Bölüm 10

9.5K 493 21
                                    

İZEL TEKİN

Yanımdaki heybetli bedene ayak uydurmaya çalışırken,odasından içeriye girdik.Masasına doğru yönelip,yığılmış evrakların içerisinden bir tane çekip,kalemi eline aldı ve imzaladı.

-''Alabilirsin.''

Bakışları beni bulduğunda,kapının önünde dikilmeyi bırakıp,ona yürüdüm.

Evrak elimle bütünleştiğinde,gözlerim yeniden ona saplanmıştı.

-''Dikkatli ol.Önemli bir evrak.''

Başımı usulca salladım.''Peki Tibet bey.Kolay gelsin size.''

Odadan çıkıp,Gizem'e uğramaya karar verdim.Sekreterden bulunduğu yeri öğrendiğimde,beni görünce ne kadar sevineceğini düşünüyordum.

Gizem'in aynı katta fakat koridorun sonunda olduğunu duyduğumda şaşırmıştım.Bu şirketin dizaynı bizimkinden epey farklı olmalıydı.

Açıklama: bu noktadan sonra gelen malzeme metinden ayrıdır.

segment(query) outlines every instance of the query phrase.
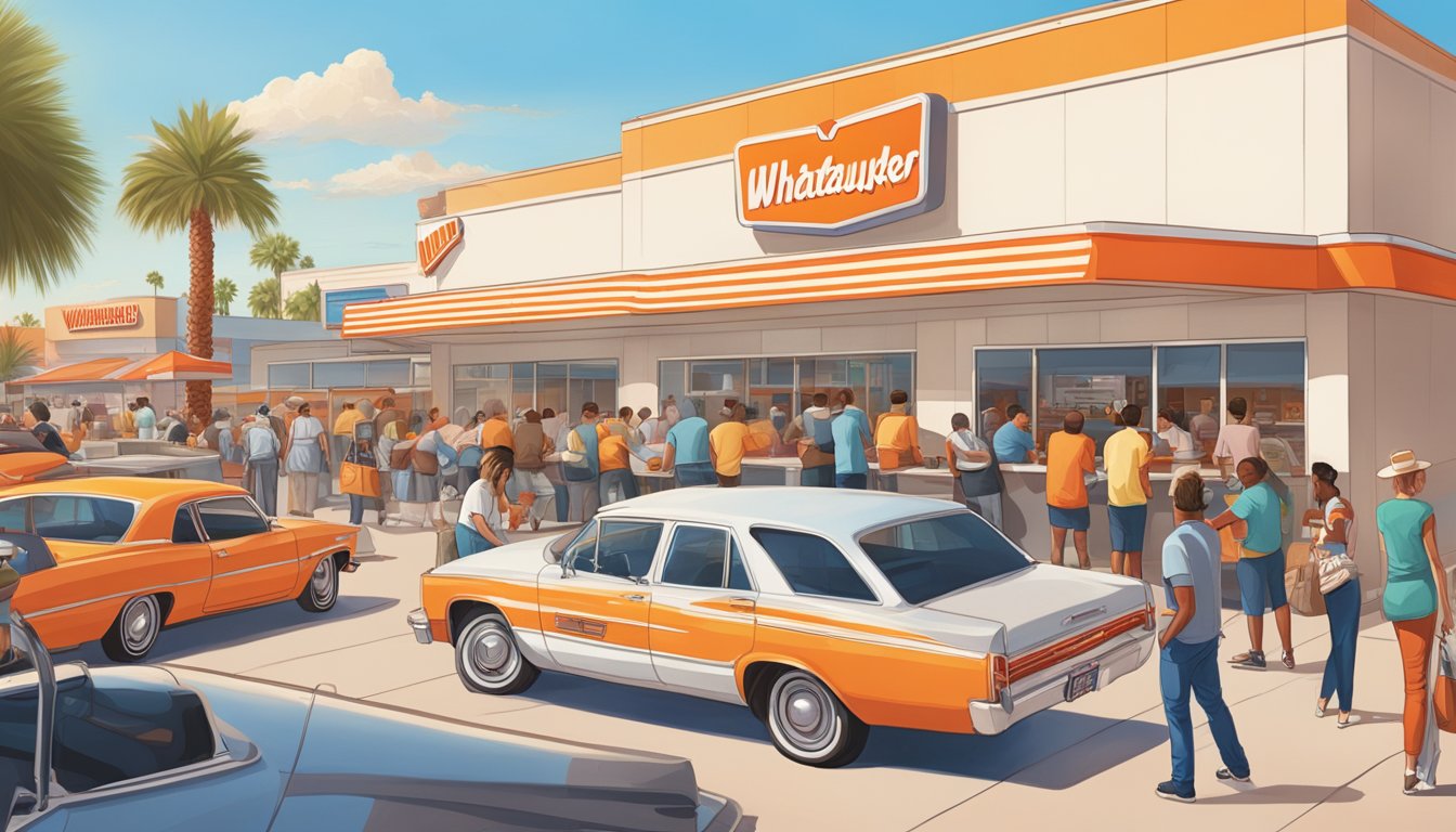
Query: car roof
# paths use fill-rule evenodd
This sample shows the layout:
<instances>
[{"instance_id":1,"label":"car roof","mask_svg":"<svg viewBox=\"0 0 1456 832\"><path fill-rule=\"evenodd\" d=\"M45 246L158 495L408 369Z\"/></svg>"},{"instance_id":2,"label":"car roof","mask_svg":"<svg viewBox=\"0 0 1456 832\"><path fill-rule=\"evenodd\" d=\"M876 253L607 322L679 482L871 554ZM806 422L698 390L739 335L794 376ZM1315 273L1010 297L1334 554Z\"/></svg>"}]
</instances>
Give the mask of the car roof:
<instances>
[{"instance_id":1,"label":"car roof","mask_svg":"<svg viewBox=\"0 0 1456 832\"><path fill-rule=\"evenodd\" d=\"M673 488L601 507L600 517L648 514L668 520L751 520L770 525L858 532L906 517L958 509L957 503L887 491L766 485Z\"/></svg>"}]
</instances>

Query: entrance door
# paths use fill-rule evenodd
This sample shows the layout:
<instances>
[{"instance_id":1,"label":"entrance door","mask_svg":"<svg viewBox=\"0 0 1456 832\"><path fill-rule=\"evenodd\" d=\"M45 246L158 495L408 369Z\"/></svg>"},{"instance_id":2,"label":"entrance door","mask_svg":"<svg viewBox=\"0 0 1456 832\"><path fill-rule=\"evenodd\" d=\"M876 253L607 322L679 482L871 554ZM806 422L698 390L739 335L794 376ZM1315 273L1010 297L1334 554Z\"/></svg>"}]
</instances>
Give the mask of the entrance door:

Koridorun sonuna geldiğimde,bakışlarımı çaprazdaki masada oturup,önündeki kağıtları dikkatle inceleyen Gizem'e dikerek usulca yanına yaklaştım.

-''Gizem hanımla görüşebilir miyim?''

Sorumu duyduğunda kafasını kaldırıp,şaşkın bakışlarla bana bakmaya başladı.

-''Lan!Senin ne işin var burda?''

Kıkırdayarak,yanına sokuldum.

-''Canım,biricik kankamı görmeye geleyim dedim.''

Ayaklanıp,sıkıca beni kucaklarken ''İyi ki geldin aşkitom..'' diye şakıdı.

-''Azıcık otur bir kahve iç öyle gidersin.''

-''Yok Gizem.Gideyim ya.'' derken elimdeki evrağı işaret ediyordum.''Emaneti teslim edeyim.İçim rahat olsun bekliyorlardır.''

Gözlerini devirirken,beni masasının önündeki koltuğa çekmişti bile.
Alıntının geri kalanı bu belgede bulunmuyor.